Jimin daha bağırmak için ufacık bir fırsat bile bulamadan, irice açtığı ağzıyla yüzüne atıldı. Ciğerlerinden yükselen korku dolu bir çığlık, o anın getirisi ile kaçınılmazdı. Mantığı zaten yok olmuştu, bu yüzden parmak uçlarına kadar titrerken hissedeceği acıyı bekledi Jimin. Refleksle birlikte gözlerini sımsıkı kapadı ve sık solukları arasında başını yere doğru eğdi.

Ancak acı yoktu, bedeni sert zeminle buluşsa da acı yoktu. Gözlerini kapattığının farkında bile değildi o. Elleri soğuk asfalt ile temas eder etmez kirpiklerini araladı ve çenesine kadar süzülen ter damlaları eşliğinde sertçe yutkundu. Hayatında, daha önce hiç bu kadar korkmuş muydu onu bile bilmiyordu.

İrkilerek durduğu yerde geriye kaçmaya çalışmıştı. Gözleri ise karanlığın sardığı yerde serice dolanıyordu. Boğazı kupkuru olmuştu ve teni de birkaç ton kadar beyazlamıştı. Ancak neyse ki, yılan orada değildi artık. Derin bir nefes almak istedi Jimin. Saçlarını sertçe geriye tararken gözleri irice açılmıştı. Neydi bu yaşadığı, adını bile koyamıyordu.

Oysa daha yeni yeni sakinliyordu. Bir anda omuz hizasında, hemen dibine düşen kırmızı sıvı ile resmen buz kesti. Gözleri kan damlasını buldu ki, peşi sıra birkaç tane daha düştü. Artık kıpırdayamaz hale gelmişti bedeni ancak Tanrı ona oyun oynuyor olmalıydı. Kan damlaları, tıpkı sağanak bir yağmur gibi etrafına düşmeye başladığında sesli, acı bir nefesi bıraktı.

Gözleri bilinçsizce dolmuştu, bedeni bir yaprak gibi titremişti. Ağır olmaya çaba gösterdi, yanakları şimdi de göz yaşları ile ıslanmıştı. Arkasına döndüğünde, gördüğü ağaç gövdesi tanıdıktı. Dudakları tir tir titrerken başını yukarı kaldırmaya cesaret edemedi. Bunun tam tersini istiyor gibiydi Tanrı, kan damlaları yığınla üzerine düşmeye başlayınca sarsılarak hıçkırdı Jimin.

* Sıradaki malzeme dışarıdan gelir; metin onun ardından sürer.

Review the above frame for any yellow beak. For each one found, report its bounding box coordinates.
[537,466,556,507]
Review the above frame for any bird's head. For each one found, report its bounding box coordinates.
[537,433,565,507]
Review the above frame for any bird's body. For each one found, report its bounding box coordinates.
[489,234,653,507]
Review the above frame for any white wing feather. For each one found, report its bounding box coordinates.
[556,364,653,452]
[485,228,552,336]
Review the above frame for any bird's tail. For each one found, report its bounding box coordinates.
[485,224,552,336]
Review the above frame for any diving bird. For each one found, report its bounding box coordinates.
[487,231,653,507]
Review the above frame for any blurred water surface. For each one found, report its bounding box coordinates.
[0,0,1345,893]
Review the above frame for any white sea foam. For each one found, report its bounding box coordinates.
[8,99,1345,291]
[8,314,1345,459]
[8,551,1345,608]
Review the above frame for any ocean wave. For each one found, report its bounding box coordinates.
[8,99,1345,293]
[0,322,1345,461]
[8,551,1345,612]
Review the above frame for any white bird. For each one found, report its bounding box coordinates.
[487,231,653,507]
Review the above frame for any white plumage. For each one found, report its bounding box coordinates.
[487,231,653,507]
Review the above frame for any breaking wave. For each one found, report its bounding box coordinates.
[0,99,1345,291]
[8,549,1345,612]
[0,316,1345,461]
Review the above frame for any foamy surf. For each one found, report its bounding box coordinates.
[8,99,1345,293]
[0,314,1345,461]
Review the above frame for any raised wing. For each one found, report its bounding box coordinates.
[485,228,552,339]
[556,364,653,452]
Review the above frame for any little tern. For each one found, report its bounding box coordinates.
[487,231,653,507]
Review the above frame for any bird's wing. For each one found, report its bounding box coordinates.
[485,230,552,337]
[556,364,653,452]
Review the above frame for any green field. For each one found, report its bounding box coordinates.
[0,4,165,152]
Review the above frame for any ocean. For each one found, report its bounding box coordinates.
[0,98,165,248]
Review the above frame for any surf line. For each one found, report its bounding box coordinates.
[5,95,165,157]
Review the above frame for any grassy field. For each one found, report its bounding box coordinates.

Dudaklarından bağırtılar dökülürken bütün kemikleri kırılacak gibi sızlıyordu, başına dayanılmaz bir ağrı saplanmıştı ve kulaklarında korkunç bir uğultu nüksediyordu. O an o kadar çok canı yanıyordu ki, ölecekmiş gibi hissediyordu.

Ölüm Vadisi'ydi burası. Eskiden Baem ve Lubi'yi ayıran ağaçtı eteğinde durduğu. Çürük etin ve kanın metalik kokusunun her yerini kapladığını hissettiğinde nihayet başını çevirdi Jimin. Bakmak istemiyordu ki, hem bu bir kabustu değil mi? Öyleyse birazdan uyanacaktı.

Değil mi?

Dizlerini hızla karnına çekti, korkuyla sarıldı onlara. Kan hala tepesinden boşalıyordu. Artık bağırarak ağlamaya başlamıştı ki, yolun ucunda gördüğü arabayla gözlerini sımsıkı kapatmaya çalıştı. Jongin'in arabasıydı bu ve Jongin tam karşısında, tıpkı o geceki gibi duruyordu. Jimin gözlerini kapatmak istediğinde ise araba hızla ona yaklaştı.